As Normas Regulamentadoras, chamadas de NRs, são obrigações e deveres que os empregadores têm que cumprir para garantir a segurança e saúde dos colaboradores no ambiente de trabalho. São de observância obrigatória para as empresas privadas, públicas e pelos órgãos públicos de administração direta e indireta, bem como pelos órgãos dos poderes Legislativo e Judiciário, que possuam empregados redigidos pela Consolidação das Leis do Trabalho (CLT). O ano de 2019 trouxe diversas mudanças nas normas regulamentadoras. Ao todo foram 17 NRs atualizadas. Em 2020 tivemos novas atualizações nas NRs, 1, 7, 9, 18. (Verificar as mudanças).

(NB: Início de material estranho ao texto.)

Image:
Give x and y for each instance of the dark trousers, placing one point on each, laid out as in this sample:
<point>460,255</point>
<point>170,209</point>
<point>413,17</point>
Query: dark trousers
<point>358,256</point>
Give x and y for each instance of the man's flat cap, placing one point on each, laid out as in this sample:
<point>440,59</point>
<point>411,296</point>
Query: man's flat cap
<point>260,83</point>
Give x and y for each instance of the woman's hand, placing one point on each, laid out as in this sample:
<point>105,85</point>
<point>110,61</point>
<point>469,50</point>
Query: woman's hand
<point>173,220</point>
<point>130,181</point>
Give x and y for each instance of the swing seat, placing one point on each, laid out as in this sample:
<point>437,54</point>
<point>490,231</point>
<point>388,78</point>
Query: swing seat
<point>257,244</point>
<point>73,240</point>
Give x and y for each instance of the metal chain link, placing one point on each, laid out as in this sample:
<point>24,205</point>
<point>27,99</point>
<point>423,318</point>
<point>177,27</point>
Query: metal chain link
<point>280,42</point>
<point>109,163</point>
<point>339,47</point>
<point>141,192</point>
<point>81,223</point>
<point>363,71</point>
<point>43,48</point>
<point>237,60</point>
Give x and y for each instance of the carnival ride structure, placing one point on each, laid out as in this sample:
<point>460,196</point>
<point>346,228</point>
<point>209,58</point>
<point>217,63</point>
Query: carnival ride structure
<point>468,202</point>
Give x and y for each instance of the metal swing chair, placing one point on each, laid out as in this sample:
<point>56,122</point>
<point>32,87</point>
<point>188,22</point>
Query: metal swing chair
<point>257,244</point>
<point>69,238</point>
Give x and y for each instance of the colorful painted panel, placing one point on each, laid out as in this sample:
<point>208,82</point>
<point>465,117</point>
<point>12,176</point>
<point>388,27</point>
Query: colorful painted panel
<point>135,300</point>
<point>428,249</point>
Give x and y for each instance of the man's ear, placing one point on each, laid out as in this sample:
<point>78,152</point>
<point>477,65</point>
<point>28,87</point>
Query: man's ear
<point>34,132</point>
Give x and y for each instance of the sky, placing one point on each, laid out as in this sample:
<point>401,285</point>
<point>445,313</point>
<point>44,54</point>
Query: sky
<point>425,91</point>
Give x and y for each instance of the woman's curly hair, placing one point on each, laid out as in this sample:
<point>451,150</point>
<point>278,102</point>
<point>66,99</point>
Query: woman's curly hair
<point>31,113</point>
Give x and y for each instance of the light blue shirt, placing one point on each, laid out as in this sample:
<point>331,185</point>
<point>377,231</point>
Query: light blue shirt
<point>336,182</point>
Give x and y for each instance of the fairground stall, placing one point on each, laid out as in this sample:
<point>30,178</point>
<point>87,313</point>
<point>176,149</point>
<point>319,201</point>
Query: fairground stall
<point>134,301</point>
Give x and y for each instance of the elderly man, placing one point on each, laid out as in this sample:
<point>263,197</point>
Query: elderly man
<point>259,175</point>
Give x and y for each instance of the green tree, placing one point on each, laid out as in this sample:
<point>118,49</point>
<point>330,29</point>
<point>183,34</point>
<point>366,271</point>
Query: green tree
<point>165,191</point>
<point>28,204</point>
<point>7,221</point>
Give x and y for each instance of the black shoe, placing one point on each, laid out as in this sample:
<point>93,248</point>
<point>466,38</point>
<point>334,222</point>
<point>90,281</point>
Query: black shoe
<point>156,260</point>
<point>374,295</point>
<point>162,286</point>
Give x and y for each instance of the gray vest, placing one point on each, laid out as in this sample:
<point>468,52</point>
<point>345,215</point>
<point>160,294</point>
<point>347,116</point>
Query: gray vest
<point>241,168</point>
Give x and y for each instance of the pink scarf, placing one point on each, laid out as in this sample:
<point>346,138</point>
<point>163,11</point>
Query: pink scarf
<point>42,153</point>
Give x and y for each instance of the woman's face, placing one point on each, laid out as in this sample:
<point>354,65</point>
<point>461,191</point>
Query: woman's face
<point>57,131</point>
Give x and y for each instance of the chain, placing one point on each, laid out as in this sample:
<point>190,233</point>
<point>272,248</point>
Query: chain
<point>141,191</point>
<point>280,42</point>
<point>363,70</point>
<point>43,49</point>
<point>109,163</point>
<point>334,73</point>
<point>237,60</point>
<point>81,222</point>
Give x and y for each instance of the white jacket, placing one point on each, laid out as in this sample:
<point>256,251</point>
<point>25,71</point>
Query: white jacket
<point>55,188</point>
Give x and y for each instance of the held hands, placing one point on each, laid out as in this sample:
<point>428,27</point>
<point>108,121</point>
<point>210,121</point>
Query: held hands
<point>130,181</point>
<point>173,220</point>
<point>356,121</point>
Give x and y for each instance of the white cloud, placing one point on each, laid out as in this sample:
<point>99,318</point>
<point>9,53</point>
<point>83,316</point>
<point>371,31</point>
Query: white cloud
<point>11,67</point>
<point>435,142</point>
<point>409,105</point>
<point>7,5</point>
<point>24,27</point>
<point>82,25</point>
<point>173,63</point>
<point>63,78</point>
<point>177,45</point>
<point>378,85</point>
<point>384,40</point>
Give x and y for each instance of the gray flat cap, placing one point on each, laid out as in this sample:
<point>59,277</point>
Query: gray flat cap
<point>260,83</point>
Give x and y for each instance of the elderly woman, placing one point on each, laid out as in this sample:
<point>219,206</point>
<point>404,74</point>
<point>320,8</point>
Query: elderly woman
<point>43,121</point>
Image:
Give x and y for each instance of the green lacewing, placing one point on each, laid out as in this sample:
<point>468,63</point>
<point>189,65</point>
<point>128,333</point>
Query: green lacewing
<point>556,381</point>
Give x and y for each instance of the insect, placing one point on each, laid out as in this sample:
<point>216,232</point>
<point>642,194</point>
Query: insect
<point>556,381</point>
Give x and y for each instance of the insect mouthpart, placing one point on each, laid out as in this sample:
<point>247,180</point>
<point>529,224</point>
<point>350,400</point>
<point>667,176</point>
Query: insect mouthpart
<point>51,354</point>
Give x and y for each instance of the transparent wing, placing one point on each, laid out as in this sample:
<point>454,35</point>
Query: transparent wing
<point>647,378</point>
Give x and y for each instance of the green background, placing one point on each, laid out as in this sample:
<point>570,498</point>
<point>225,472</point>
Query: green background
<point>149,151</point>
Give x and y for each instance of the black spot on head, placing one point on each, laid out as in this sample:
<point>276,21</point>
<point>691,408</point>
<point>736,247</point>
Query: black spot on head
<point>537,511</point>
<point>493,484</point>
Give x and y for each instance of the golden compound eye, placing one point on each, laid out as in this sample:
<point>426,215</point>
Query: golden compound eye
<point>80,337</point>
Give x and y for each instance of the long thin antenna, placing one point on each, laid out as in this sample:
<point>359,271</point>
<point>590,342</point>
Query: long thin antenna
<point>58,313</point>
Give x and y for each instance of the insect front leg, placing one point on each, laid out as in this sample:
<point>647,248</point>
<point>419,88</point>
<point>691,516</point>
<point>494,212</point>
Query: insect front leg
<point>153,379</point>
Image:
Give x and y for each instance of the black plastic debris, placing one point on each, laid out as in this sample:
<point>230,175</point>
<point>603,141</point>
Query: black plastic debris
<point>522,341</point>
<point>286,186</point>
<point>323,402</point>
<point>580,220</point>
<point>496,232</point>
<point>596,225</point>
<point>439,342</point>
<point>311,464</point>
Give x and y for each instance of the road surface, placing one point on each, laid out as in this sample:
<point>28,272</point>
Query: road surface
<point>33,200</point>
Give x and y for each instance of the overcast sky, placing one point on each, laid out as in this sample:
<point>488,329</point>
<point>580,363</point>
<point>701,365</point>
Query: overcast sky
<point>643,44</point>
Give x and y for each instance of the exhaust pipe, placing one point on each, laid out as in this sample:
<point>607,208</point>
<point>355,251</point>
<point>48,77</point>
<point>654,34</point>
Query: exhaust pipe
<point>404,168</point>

O não cumprimento das normas regulamentadoras por parte da empresa pode trazer inúmeros prejuízos para a ela e para o empregado de uma forma geral. Quem desrespeita os procedimentos obrigatórios que as NRs impõem pode ser responsabilizado de maneira administrativa, previdenciária, trabalhista, tributária, civil e até mesmo criminal em formato de multas, aplicadas pelo Ministério do Trabalho, pagamentos de adicionais – periculosidade e insalubridade, gastos com tratamento médico, pensão vitalícia, entre outros.


Após 43 anos da criação das normas regulamentadoras, ainda, constatamos muitos acidentes de trabalho que reduzem substancialmente a capacidade laborativa do trabalhador, muitas mortes que resultam em pensões por mortes, muitos pedidos judiciais de aposentadorias especiais sem que haja a contribuição devida no período laborativo (...). Preocupado com custo gerado por esses incidentes, o Governo Federal teve uma sacada, após ter inserido o processo de contratação até a demissão do trabalhador no eSocial, porque não incluir a Seguridade Social também no eSocial?


Foi o que começou a ser desenhado desde de 2019, e se consolidou em 2021 quando determinou a inserção dos eventos 2210, 2220, 2240 no eSocial. Os empregadores, inclusive o próprio governo deverá enviar todas as informações referentes aos afastamentos e retornos do empregado em qualquer situação, a demonstração do ambiente laboral salubre ou insalubre (...).